The new survival data come from the final results of the LyMa study, conducted in France and Belgium, and presented here at the American Society of Hematology 58th Annual Meeting (abstract 145) by Steven Le Gouill, MD, PhD, from the department of hematology, Nantes University Hospital in France.

Mantle cell lymphoma, which accounts for approximately 6% of non-Hodgkin's lymphoma in adults, commonly responds to initial therapy but inevitably patients relapse and response duration decreases from one salvage therapy to the next, Dr Le Gouill explained.

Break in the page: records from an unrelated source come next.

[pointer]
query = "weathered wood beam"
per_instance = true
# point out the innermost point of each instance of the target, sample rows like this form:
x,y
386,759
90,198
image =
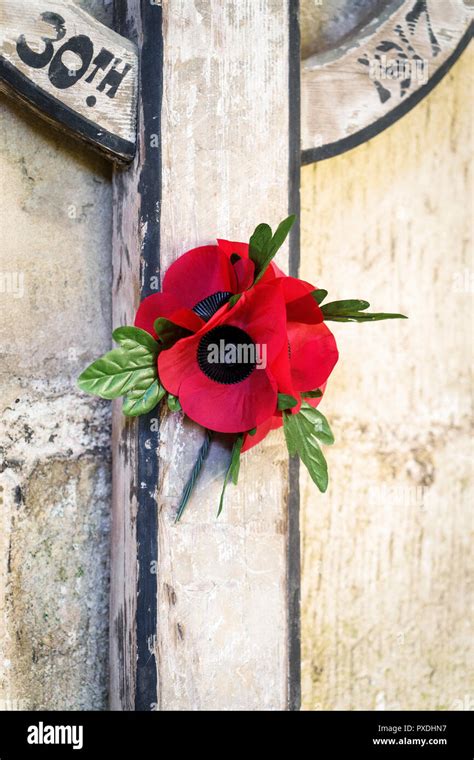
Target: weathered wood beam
x,y
378,72
73,71
205,614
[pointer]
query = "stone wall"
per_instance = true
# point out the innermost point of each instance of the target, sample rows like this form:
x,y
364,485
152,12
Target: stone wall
x,y
55,285
386,552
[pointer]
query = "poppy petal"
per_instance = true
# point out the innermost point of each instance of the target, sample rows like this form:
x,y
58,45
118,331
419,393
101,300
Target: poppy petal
x,y
165,305
313,354
198,274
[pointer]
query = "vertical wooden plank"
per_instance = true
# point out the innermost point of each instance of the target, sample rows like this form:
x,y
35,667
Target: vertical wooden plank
x,y
387,551
200,610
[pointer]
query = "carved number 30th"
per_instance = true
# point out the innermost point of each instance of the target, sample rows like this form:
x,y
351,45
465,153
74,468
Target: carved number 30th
x,y
62,76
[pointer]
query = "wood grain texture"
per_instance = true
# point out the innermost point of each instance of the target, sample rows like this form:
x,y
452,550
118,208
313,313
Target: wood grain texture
x,y
74,71
387,594
376,72
221,638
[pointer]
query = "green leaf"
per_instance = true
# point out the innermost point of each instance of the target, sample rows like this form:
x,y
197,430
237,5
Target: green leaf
x,y
354,311
302,432
143,400
168,332
286,402
318,422
119,371
173,403
312,394
319,295
341,308
263,246
233,469
128,336
259,243
368,317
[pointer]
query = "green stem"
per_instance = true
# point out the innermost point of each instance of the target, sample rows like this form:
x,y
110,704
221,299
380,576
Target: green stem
x,y
188,488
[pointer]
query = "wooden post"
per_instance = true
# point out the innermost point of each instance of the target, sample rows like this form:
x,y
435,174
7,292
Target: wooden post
x,y
201,610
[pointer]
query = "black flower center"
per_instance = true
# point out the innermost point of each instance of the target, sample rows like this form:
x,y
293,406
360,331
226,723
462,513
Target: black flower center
x,y
208,306
227,355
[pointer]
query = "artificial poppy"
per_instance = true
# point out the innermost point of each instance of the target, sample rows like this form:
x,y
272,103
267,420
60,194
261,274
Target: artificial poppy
x,y
222,373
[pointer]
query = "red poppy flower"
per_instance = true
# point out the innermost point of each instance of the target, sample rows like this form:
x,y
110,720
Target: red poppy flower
x,y
222,374
196,285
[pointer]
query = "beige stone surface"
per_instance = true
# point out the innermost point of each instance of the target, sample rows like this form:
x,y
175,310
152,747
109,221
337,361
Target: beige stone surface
x,y
55,285
387,595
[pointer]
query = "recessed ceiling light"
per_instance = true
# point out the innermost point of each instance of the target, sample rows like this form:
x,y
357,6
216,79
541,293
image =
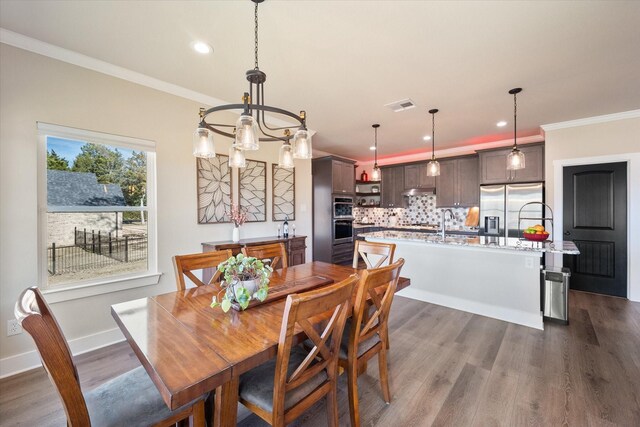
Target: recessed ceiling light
x,y
201,47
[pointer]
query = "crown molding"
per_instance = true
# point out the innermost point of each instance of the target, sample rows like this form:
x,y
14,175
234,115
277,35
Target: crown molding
x,y
633,114
30,44
456,151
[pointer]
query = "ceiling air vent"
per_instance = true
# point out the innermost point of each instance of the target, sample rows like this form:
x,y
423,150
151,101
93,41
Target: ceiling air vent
x,y
402,105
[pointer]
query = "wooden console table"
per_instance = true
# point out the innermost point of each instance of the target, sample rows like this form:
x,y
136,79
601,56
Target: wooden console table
x,y
295,247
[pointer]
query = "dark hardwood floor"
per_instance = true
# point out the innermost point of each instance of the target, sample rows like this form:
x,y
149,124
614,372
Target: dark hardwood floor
x,y
447,368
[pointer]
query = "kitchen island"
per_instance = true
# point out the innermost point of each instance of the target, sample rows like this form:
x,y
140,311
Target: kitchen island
x,y
490,276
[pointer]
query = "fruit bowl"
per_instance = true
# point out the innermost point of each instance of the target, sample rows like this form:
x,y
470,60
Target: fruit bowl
x,y
535,237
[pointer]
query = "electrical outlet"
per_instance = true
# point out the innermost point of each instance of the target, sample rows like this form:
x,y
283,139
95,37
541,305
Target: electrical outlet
x,y
13,327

Rituximab maintenance therapy has already been shown to improve survival when used in elderly patients with mantle cell lymphoma (N Engl J Med 2012;367:520-531). In that trial, patients had induction therapy with R-CHOP (rituximab, cyclosporine, doxorubicin [hydroxydaunomycin], vincristine [Oncovin], and prednisolone).

The new results come from a trial in 229 younger patients (median age 57 years), which used a different induction therapy of R-DHAP (rituximab, dexamethasone, high-dose cytarabine [Ara-C], and platinum). The complete response (CR/Cru) rate after R-DHAP was 77.3%. Patients who did not respond to this regimen (n = 20) received additional courses of R-CHOP.

Patients then underwent autologous stem cell transplant, for which the conditioning regimen was R-BEAM (rituximab, carmustine [BiCNU], etoposide, cytarabine [Ara-C], and melphalan). In all, 257 patients (including 12 patients who received R-DHAP/R-CHOP) underwent transplant.

Patients who responded to the transplant (n = 240) were then randomized (1:1) to either be followed by observation or to receive rituximab maintenance (375 mg/m2, one infusion every 2 months for 3 years).

Final results from this study show that rituximab maintenance therapy reduced the risk of progression by 60% (HR, 0.4; 95% CI, 0.23 - 0.68; P = .0007) and the risk of death by 50% (HR, 0.5; 95% CI, 0.25 - 0.98; P = .0454).

The 4-year progression-free survival rate was 82.2% with rituximab vs 64.6% with observation (P = .0005), and the 4-year overall survival rate was 88.7% with rituximab vs 81.4% with observation (P = .0413).

Dr Le Gouill and colleagues concluded that rituximab maintenance (one infusion every 2 months for 3 years) is a new standard of care for young patients with mantle cell lymphoma.

Session chair Anca Prica, MD, from Princess Margaret Hospital, Toronto, Ontario, told Medscape Medical News that, for her, these data are confirmatory. "We already do this. We use rituximab maintenance routinely in our patients after transplant, having extrapolated the data from the non-transplant patients in other trials of indolent lymphoma that show rituximab improves progression-free survival."

The improvement in overall survival seen in this trial was impressive, several clinicians in the audience noted during the question and answer session. There was, however, some discussion over the use of R-DHAP as the treatment prior to transplantation — some clinicians said they use R-CHOP, and some, like Dr Prica, use an alternate schedule of R-DHAP and R-CHOP.

Dr Le Gouill reports receiving consultancy, honoraria, and/or research funding from Roche, Janssen-Cilag, and Celgene. Disclosures for the coauthors are listed in the abstract. Dr Prica reports receiving honoraria from Celgene and Janssen.

American Society of Hematology 58th Annual Meeting. Abstract 145. Presented December 3, 2016.